Set in 1979, Desperately Seeking Susan centres on bored New Jersey housewife Roberta Glass who spots a personal ad entitled “Desperately Seeking Susan” and heads off to Manhattan in search of the exciting Susan herself. Things get complicated when, after buying Susan’s jacket, Roberta is knocked unconscious. Awaking with amnesia, she assumes she is Susan, who is also being desperately sought by the mob.
Amongst the Blondie hits included in the stage version, conceived and written by Peter Michael Marino, are “Hanging on the Telephone”, “The Tide Is High”, “Heart of Glass”, “Call Me”, “Rapture” and “One Way or Another”. In addition to Williams and Price, the musical cast features the Leanne Best (Leslie), Mark McGee (Jay), Alec Newman (Dez) and Jonathan Wrather (Gary). The production is directed by Angus Jackson and designed by Tim Hatley, with lighting by Hugh Vanstone and choreography by Andy Blankenbuchler. It’s currently booking until 19 April 2008.
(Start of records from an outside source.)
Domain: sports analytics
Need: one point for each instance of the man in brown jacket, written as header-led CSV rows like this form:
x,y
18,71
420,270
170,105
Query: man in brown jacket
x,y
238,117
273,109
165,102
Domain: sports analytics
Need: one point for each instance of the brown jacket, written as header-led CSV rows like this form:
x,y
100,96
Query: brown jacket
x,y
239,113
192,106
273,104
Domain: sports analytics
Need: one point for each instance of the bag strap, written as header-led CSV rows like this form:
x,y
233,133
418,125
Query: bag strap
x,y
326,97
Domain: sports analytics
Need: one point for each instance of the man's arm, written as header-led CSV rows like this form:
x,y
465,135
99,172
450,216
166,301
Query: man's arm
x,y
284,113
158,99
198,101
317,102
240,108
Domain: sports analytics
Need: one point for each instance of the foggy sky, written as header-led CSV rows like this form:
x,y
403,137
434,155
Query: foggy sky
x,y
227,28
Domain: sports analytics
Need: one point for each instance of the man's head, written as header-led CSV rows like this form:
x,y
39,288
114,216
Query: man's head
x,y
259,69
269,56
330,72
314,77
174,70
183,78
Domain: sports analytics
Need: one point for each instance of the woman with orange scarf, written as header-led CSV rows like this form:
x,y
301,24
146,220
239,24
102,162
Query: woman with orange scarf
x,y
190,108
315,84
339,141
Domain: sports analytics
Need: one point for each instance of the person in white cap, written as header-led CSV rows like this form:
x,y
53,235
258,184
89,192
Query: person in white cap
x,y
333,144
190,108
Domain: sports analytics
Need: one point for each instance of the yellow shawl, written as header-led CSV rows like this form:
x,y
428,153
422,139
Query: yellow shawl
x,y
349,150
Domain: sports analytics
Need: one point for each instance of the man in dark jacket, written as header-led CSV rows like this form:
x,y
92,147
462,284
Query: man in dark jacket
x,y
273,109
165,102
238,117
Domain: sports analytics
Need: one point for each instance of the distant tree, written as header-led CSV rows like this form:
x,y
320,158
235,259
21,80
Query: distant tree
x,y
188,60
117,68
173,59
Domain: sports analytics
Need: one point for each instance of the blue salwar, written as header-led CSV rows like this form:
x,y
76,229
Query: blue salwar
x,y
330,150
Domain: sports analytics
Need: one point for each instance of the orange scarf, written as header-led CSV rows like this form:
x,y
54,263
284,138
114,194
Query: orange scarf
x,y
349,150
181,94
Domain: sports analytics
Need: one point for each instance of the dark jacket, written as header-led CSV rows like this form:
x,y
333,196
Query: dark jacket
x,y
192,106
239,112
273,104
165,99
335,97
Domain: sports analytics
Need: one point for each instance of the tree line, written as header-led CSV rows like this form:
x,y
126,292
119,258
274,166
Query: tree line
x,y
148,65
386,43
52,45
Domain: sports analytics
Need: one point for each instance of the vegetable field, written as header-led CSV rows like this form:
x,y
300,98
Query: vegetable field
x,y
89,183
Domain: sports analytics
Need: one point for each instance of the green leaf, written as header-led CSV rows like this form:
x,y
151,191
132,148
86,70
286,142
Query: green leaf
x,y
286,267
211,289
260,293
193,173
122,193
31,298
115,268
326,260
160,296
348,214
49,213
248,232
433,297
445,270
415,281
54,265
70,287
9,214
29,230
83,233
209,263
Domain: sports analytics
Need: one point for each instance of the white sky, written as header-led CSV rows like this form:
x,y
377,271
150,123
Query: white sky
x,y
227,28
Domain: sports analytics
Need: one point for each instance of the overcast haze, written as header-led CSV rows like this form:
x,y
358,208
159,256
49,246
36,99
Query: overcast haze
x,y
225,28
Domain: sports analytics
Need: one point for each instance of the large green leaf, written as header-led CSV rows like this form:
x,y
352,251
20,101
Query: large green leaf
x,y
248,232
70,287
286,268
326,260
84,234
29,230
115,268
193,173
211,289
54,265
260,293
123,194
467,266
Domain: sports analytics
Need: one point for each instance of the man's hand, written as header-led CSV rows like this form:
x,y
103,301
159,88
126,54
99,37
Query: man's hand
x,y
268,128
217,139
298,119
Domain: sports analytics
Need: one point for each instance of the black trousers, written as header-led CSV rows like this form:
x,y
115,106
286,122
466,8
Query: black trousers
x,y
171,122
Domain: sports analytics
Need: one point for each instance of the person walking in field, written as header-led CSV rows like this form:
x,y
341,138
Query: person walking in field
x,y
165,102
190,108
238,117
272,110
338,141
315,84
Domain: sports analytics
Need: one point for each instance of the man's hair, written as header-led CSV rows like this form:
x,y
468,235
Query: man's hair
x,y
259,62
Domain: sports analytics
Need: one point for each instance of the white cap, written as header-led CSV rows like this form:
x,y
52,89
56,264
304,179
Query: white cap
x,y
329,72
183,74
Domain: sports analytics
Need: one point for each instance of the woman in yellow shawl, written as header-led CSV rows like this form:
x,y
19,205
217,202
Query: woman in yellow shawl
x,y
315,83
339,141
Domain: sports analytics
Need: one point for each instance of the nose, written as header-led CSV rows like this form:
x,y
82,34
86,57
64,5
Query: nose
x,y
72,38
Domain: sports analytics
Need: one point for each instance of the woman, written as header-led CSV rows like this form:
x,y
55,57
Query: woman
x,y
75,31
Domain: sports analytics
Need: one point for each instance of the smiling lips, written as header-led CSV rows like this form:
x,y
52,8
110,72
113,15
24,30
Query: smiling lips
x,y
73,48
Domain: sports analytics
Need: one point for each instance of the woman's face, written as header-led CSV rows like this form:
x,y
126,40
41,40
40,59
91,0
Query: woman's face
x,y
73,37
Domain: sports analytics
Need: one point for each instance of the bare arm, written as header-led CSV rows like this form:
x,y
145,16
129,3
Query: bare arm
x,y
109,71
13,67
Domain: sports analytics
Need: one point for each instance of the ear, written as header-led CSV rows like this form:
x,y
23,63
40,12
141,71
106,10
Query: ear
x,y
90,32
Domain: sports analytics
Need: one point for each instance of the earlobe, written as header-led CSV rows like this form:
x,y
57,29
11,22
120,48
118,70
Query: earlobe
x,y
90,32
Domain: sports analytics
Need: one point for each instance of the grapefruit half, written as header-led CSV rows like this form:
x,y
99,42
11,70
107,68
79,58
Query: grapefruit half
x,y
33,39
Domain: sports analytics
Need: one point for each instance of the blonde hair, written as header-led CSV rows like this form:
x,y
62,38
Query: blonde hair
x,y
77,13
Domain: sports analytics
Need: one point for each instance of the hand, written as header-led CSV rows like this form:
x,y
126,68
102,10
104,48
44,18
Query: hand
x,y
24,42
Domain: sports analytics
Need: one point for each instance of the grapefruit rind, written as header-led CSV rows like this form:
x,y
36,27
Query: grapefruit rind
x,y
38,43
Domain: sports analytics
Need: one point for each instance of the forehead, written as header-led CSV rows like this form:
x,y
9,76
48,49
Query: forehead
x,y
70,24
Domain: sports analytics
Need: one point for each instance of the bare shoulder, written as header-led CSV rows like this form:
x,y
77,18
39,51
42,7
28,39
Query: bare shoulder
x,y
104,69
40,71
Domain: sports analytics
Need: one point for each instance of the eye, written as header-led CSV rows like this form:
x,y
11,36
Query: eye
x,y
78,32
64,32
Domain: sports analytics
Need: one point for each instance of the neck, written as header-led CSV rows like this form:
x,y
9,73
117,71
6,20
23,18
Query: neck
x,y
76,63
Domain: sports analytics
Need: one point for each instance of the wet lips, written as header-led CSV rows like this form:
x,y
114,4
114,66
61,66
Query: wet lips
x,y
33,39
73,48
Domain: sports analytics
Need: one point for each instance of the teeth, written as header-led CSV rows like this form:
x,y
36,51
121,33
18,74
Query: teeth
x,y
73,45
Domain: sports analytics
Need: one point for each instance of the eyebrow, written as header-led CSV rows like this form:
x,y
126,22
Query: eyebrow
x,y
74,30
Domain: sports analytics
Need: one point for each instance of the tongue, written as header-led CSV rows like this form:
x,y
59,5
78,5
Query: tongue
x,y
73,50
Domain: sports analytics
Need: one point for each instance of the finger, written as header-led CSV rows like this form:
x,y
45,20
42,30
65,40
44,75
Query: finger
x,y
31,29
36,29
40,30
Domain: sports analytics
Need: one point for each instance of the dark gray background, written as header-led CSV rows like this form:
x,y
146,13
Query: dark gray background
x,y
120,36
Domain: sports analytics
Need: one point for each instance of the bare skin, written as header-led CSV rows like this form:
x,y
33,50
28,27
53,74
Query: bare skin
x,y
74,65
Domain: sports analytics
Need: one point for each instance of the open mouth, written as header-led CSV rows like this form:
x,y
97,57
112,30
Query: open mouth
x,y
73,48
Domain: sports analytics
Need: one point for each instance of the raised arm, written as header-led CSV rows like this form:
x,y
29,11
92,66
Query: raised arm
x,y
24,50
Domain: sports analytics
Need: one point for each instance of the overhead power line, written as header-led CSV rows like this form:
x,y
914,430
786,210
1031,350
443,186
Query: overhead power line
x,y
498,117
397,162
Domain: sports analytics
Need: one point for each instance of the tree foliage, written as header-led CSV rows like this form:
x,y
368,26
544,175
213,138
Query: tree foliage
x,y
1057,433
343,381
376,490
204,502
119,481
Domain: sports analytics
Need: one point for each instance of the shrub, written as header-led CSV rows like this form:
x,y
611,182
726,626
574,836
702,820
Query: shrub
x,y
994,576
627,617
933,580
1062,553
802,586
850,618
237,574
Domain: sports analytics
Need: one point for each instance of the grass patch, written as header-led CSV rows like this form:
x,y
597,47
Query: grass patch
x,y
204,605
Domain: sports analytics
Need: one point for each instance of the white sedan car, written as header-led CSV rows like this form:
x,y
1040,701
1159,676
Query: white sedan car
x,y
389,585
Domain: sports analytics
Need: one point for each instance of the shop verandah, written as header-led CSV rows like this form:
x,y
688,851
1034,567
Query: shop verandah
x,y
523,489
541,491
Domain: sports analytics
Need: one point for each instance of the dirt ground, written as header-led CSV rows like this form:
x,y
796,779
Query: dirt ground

Another jukebox musical in the West End was probably never going to fare well critically at a time when journalists have been lamenting the takeover of traditional playhouses by musicals. The fact that in this case a back catalogue has been grafted onto a “plodding” adaptation of a film had overnight critics giving it two formulaic demerits. And, while the majority found the principal cast “competent” enough, they felt the production suffered from “uninspired” direction, “odd” design, “banal” choreography and overamplication that turns those Blondie hits into “a deafening irritant”. Most couldn’t resist weaving puns on the show’s title into their final judgements.